Самурайского в нем было – чуть.
– Зачем же нас тогда посылать? – спрашиваю я.
– Боршие деньги.
– Мальчики, что там? – подает голос Энни.
– Станция... – я морщусь. – Она не совсем готова.
– О, Господи! Мы замерзнем насмерть?
– Не знаю. Не сразу, наверное.
Добравшись до станции, мы с Кагавой – голые люди, обернутые пленкой, – по очереди скручиваем маховик на входном люке. Затвор подается туго, видимо, смазка застыла, или еще что-то, Кагава ругается по-японски. Когда появляется Энни, мы уже тяжело дышим и готовы биться о станцию головой.
Пятнышки сосков у нее весело просвечивают, но, честно говоря, у меня совсем нет каких-то порочных мыслей. Боюсь, на холоде я не слишком функционален в этом плане. Впрочем, Энни все равно действует на нас мобилизующе.
От наших с Кагавой усилий маховик делает еще один оборот, но люк и не думает открываться. Энни садится прямо в снег.

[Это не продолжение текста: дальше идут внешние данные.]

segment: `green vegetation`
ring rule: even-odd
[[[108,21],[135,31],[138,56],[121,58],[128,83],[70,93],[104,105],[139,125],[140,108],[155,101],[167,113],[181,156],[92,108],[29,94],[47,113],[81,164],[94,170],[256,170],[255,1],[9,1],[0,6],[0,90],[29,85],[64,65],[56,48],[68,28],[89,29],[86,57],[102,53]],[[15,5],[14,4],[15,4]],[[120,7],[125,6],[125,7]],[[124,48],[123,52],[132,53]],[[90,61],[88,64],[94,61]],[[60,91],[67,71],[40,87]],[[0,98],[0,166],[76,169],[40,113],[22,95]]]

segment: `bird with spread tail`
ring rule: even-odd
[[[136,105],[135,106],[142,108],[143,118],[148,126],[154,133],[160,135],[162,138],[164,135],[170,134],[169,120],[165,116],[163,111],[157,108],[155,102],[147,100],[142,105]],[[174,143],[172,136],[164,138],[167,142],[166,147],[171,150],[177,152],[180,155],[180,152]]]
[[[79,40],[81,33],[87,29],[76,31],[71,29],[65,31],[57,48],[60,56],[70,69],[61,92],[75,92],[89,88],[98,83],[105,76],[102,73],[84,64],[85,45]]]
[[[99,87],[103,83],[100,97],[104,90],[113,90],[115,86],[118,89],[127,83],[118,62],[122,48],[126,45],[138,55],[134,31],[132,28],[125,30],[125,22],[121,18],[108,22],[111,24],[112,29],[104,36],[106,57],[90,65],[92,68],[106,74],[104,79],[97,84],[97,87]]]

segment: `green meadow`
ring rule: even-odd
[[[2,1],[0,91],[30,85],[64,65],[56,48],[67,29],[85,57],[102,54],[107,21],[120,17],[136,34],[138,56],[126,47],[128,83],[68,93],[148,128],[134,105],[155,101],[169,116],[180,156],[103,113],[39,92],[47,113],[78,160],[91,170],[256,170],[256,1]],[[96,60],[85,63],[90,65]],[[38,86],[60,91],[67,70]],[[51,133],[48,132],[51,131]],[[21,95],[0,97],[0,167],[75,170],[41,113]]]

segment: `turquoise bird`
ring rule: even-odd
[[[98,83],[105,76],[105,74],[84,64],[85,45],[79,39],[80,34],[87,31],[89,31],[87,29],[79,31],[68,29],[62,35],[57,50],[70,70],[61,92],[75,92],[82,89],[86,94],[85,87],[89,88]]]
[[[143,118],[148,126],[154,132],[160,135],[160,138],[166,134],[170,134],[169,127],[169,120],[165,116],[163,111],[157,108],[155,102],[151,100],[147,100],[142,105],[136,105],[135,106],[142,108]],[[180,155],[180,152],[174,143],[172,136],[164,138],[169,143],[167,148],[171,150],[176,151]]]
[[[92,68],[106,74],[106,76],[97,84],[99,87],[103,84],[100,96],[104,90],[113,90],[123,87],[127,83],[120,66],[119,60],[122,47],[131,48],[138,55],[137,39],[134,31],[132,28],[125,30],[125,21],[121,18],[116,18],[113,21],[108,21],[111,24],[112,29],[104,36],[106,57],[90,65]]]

– Все, мальчики, – вяло говорит она. – Я пас.
Я сажусь рядом.
Мысленно я составляю претензию к "SpaceFarm", "Eurocorp Star Agency", а также к ООН, ЕКА и Агентству по безопасности космических полетов.
Я требую...
Год двадцать пятый, день, кажется, третий.
Отчет Джона Элгуда Смита, добровольца из Рочестера, Миннесота.

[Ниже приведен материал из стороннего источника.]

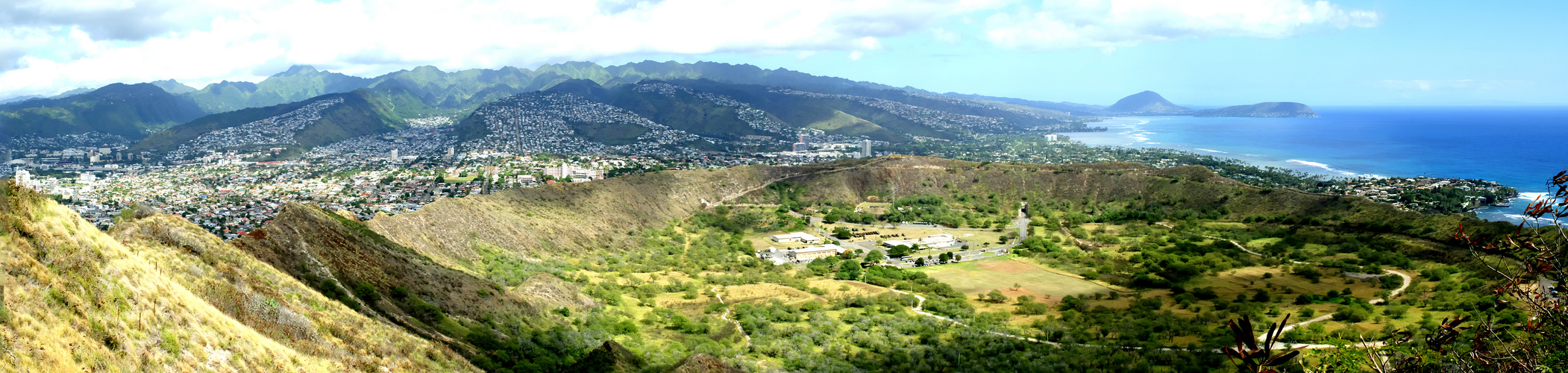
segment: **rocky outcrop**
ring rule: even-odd
[[[735,368],[734,365],[724,364],[718,357],[710,354],[691,354],[687,359],[681,359],[670,373],[745,373],[745,370]]]
[[[643,364],[643,357],[638,357],[632,349],[626,349],[615,340],[605,340],[604,345],[590,351],[566,371],[640,371]]]

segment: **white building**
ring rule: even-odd
[[[806,232],[770,235],[768,240],[773,240],[776,243],[822,243],[822,237],[809,235]]]
[[[16,179],[16,185],[22,188],[33,188],[33,174],[27,172],[27,169],[17,168],[16,176],[11,176],[11,179]]]
[[[949,234],[939,234],[939,235],[931,235],[931,237],[925,237],[925,238],[887,240],[887,241],[883,241],[883,246],[887,246],[887,248],[892,248],[892,246],[909,246],[909,248],[939,249],[939,248],[949,248],[949,246],[956,246],[956,244],[958,244],[958,237],[953,237],[953,235],[949,235]]]
[[[792,251],[789,251],[789,259],[795,260],[795,262],[809,262],[809,260],[815,260],[815,259],[820,259],[820,257],[837,255],[839,252],[844,252],[844,251],[847,251],[844,246],[837,246],[837,244],[831,244],[829,243],[829,244],[823,244],[823,246],[811,246],[811,248],[792,249]]]
[[[544,168],[544,174],[555,179],[604,179],[604,169],[590,169],[574,165],[561,165],[560,168]]]

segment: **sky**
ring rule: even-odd
[[[0,99],[293,64],[721,61],[1052,102],[1568,105],[1568,2],[3,0]]]

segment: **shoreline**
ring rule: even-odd
[[[1220,121],[1226,121],[1226,119],[1231,119],[1231,118],[1203,118],[1203,119],[1198,119],[1198,121],[1215,121],[1215,122],[1220,122]],[[1182,122],[1171,122],[1171,121],[1182,121]],[[1099,125],[1109,129],[1105,132],[1098,132],[1098,133],[1063,133],[1063,135],[1066,135],[1068,138],[1071,138],[1071,141],[1082,143],[1085,146],[1112,146],[1112,147],[1138,147],[1138,149],[1181,150],[1181,152],[1190,152],[1190,154],[1198,154],[1198,155],[1210,155],[1210,157],[1217,157],[1217,158],[1232,158],[1232,160],[1239,160],[1239,161],[1243,161],[1243,163],[1248,163],[1248,165],[1253,165],[1253,166],[1262,166],[1262,168],[1270,168],[1272,166],[1272,168],[1292,169],[1292,171],[1300,171],[1300,172],[1306,172],[1306,174],[1322,176],[1325,179],[1391,179],[1391,177],[1480,179],[1480,180],[1497,182],[1497,185],[1510,186],[1510,188],[1518,190],[1518,193],[1513,197],[1505,199],[1505,201],[1496,201],[1496,202],[1505,202],[1505,204],[1508,204],[1508,207],[1494,207],[1494,205],[1482,204],[1482,205],[1477,205],[1477,207],[1465,208],[1466,213],[1472,213],[1472,215],[1475,215],[1475,218],[1486,219],[1486,221],[1507,221],[1507,223],[1513,223],[1513,224],[1526,223],[1527,226],[1537,226],[1537,223],[1526,221],[1527,216],[1524,216],[1524,207],[1529,205],[1527,201],[1534,201],[1534,197],[1546,194],[1544,191],[1523,190],[1521,185],[1510,185],[1510,183],[1502,182],[1502,179],[1510,179],[1510,177],[1497,177],[1497,176],[1488,176],[1488,177],[1443,176],[1443,174],[1439,174],[1441,171],[1436,171],[1436,172],[1433,172],[1433,171],[1422,171],[1422,172],[1414,172],[1414,176],[1402,176],[1402,174],[1406,174],[1406,172],[1364,171],[1364,169],[1359,169],[1355,165],[1352,165],[1352,166],[1331,165],[1331,163],[1312,160],[1312,157],[1286,155],[1289,152],[1284,152],[1279,147],[1243,146],[1248,150],[1237,150],[1234,146],[1232,147],[1226,147],[1223,144],[1185,144],[1185,141],[1179,141],[1179,139],[1176,139],[1176,138],[1173,138],[1173,136],[1168,135],[1168,133],[1182,132],[1182,129],[1170,129],[1170,127],[1165,127],[1165,129],[1151,129],[1152,125],[1160,125],[1160,124],[1193,125],[1192,122],[1187,122],[1187,121],[1193,121],[1193,119],[1192,118],[1184,118],[1184,116],[1123,116],[1123,118],[1107,118],[1105,121],[1098,122]],[[1322,121],[1322,119],[1316,119],[1316,121]],[[1259,132],[1265,132],[1265,130],[1259,130]],[[1162,136],[1162,135],[1165,135],[1165,136]],[[1201,132],[1187,132],[1185,135],[1204,135],[1204,133],[1201,133]],[[1264,149],[1273,149],[1276,152],[1264,152]]]

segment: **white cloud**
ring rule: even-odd
[[[11,0],[0,2],[0,97],[162,78],[254,81],[290,64],[375,75],[417,64],[530,67],[643,55],[848,52],[859,60],[889,38],[930,31],[958,42],[956,30],[982,27],[955,19],[985,19],[993,44],[1041,49],[1278,38],[1369,25],[1377,14],[1295,0],[1038,8],[1005,0]]]
[[[986,39],[1013,49],[1123,47],[1206,36],[1284,38],[1374,27],[1378,14],[1303,0],[1080,0],[993,14]]]
[[[1377,86],[1397,91],[1475,91],[1534,86],[1526,80],[1383,80]]]
[[[947,44],[958,44],[960,34],[958,31],[938,27],[931,28],[931,39]]]
[[[22,0],[0,5],[0,96],[157,78],[259,80],[289,64],[381,74],[648,53],[861,52],[961,8],[961,0]]]

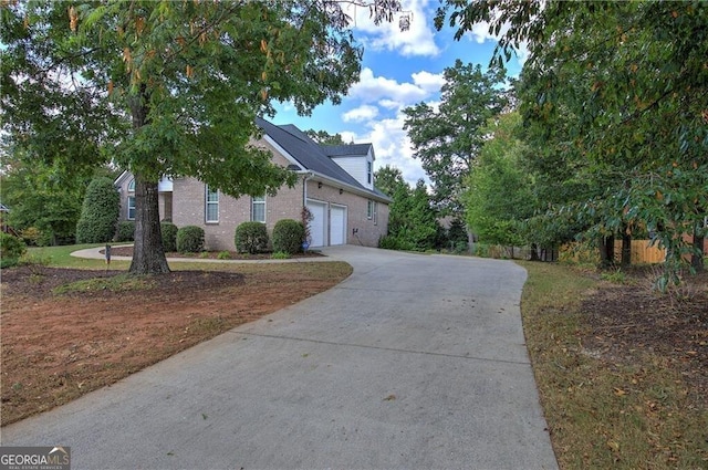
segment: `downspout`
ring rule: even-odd
[[[314,175],[310,171],[305,173],[305,177],[302,179],[302,207],[308,207],[308,181]]]

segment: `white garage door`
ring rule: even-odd
[[[308,201],[308,209],[314,217],[310,221],[311,247],[324,247],[326,224],[326,206],[323,202]]]
[[[330,207],[330,244],[346,243],[346,208]]]

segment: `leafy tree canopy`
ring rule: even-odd
[[[593,189],[565,209],[594,234],[646,226],[676,272],[690,251],[681,236],[702,236],[708,211],[708,4],[447,0],[436,21],[460,35],[506,25],[497,60],[527,43],[532,144]]]
[[[433,182],[435,201],[444,209],[461,210],[461,182],[485,140],[479,130],[508,103],[501,87],[504,74],[500,67],[482,72],[479,65],[457,60],[455,66],[445,69],[437,108],[418,103],[404,109],[414,158],[420,160]]]
[[[535,209],[531,179],[521,168],[521,116],[509,113],[483,128],[488,140],[466,179],[466,219],[481,241],[521,246],[521,227]]]
[[[367,3],[375,22],[398,1]],[[342,3],[108,0],[2,7],[3,132],[30,159],[71,168],[108,156],[136,178],[131,272],[166,272],[157,181],[273,194],[293,176],[249,146],[254,117],[290,101],[339,103],[362,48]],[[110,149],[107,152],[106,149]]]

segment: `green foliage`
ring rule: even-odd
[[[165,251],[177,251],[177,226],[173,222],[162,222],[159,227]]]
[[[396,184],[393,199],[388,233],[379,240],[379,247],[406,251],[436,248],[439,224],[425,182],[419,180],[413,190],[405,182]]]
[[[204,229],[197,226],[186,226],[177,230],[177,251],[180,253],[204,251]]]
[[[419,103],[405,108],[404,129],[414,146],[414,158],[433,181],[434,200],[454,213],[461,213],[458,196],[462,180],[485,143],[481,128],[508,103],[501,86],[506,71],[462,64],[445,69],[440,105]]]
[[[0,232],[0,268],[10,268],[18,263],[27,247],[22,239]]]
[[[118,230],[115,236],[115,241],[133,241],[133,240],[135,240],[135,221],[121,220],[118,222]]]
[[[447,239],[452,243],[467,243],[467,228],[461,219],[452,219],[450,228],[447,229]]]
[[[38,229],[39,237],[28,240],[33,244],[73,243],[90,179],[70,176],[66,169],[32,159],[17,147],[6,147],[6,152],[0,194],[12,210],[3,222],[19,231]]]
[[[256,254],[268,250],[268,230],[261,222],[243,222],[236,228],[233,236],[239,253]],[[301,242],[302,243],[302,242]]]
[[[121,211],[121,197],[108,178],[95,178],[86,188],[76,242],[103,243],[113,240]]]
[[[677,281],[698,254],[683,236],[708,211],[708,4],[446,1],[438,27],[450,10],[458,34],[504,27],[498,59],[527,41],[521,112],[546,221],[571,211],[595,240],[648,230],[667,249],[660,284]]]
[[[37,247],[41,243],[42,232],[37,227],[28,227],[24,230],[20,230],[20,237],[30,247]]]
[[[462,195],[467,223],[480,241],[524,244],[522,223],[534,210],[529,175],[521,168],[524,145],[521,117],[509,113],[490,121],[482,133],[491,136],[481,147]]]
[[[273,227],[273,251],[295,254],[302,251],[305,239],[305,228],[302,222],[292,219],[281,219]]]

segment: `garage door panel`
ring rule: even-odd
[[[330,208],[330,244],[346,243],[346,208],[332,206]]]
[[[308,209],[312,213],[310,221],[310,246],[324,247],[324,230],[326,228],[325,205],[322,202],[308,201]]]

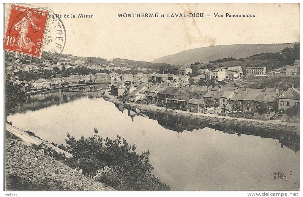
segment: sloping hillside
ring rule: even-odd
[[[25,145],[15,136],[7,133],[5,137],[6,191],[115,190]]]
[[[238,59],[258,54],[280,51],[286,47],[293,47],[295,44],[243,44],[202,47],[184,51],[161,57],[152,62],[190,65],[199,61],[205,64],[209,61],[227,57]]]

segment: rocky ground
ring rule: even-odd
[[[9,133],[5,148],[6,191],[114,190],[24,145]]]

Пол на станции дышит теплом. Это замечательно. Можно согнуть руку. Можно согнуть ногу. Можно ущипнуть себя – жив? Жив. Сбоку, отогреваясь, пристанывает Кагава. Все-таки у японцев сложные отношения со смертью.
Я переворачиваюсь на спину. Шуршит пленка. Я не умер. Меня спасли. Первое чудо на отдалении двадцати четырех световых лет от Земли! Возможно, Иисус "зайцем" прокатился на нашем корабле.
Я приподнимаюсь на локте.
Чудо рядом. Под тускло светящейся панелью на стенке купола чудо в образе русского деловито копается в моем спас-чемоданчике, выкладывая из него и сортируя по кучкам пищевые концентраты, стимуляторы, биопротекторы и прочие полезные препараты. Другие спас-чемоданчики уже распотрошены.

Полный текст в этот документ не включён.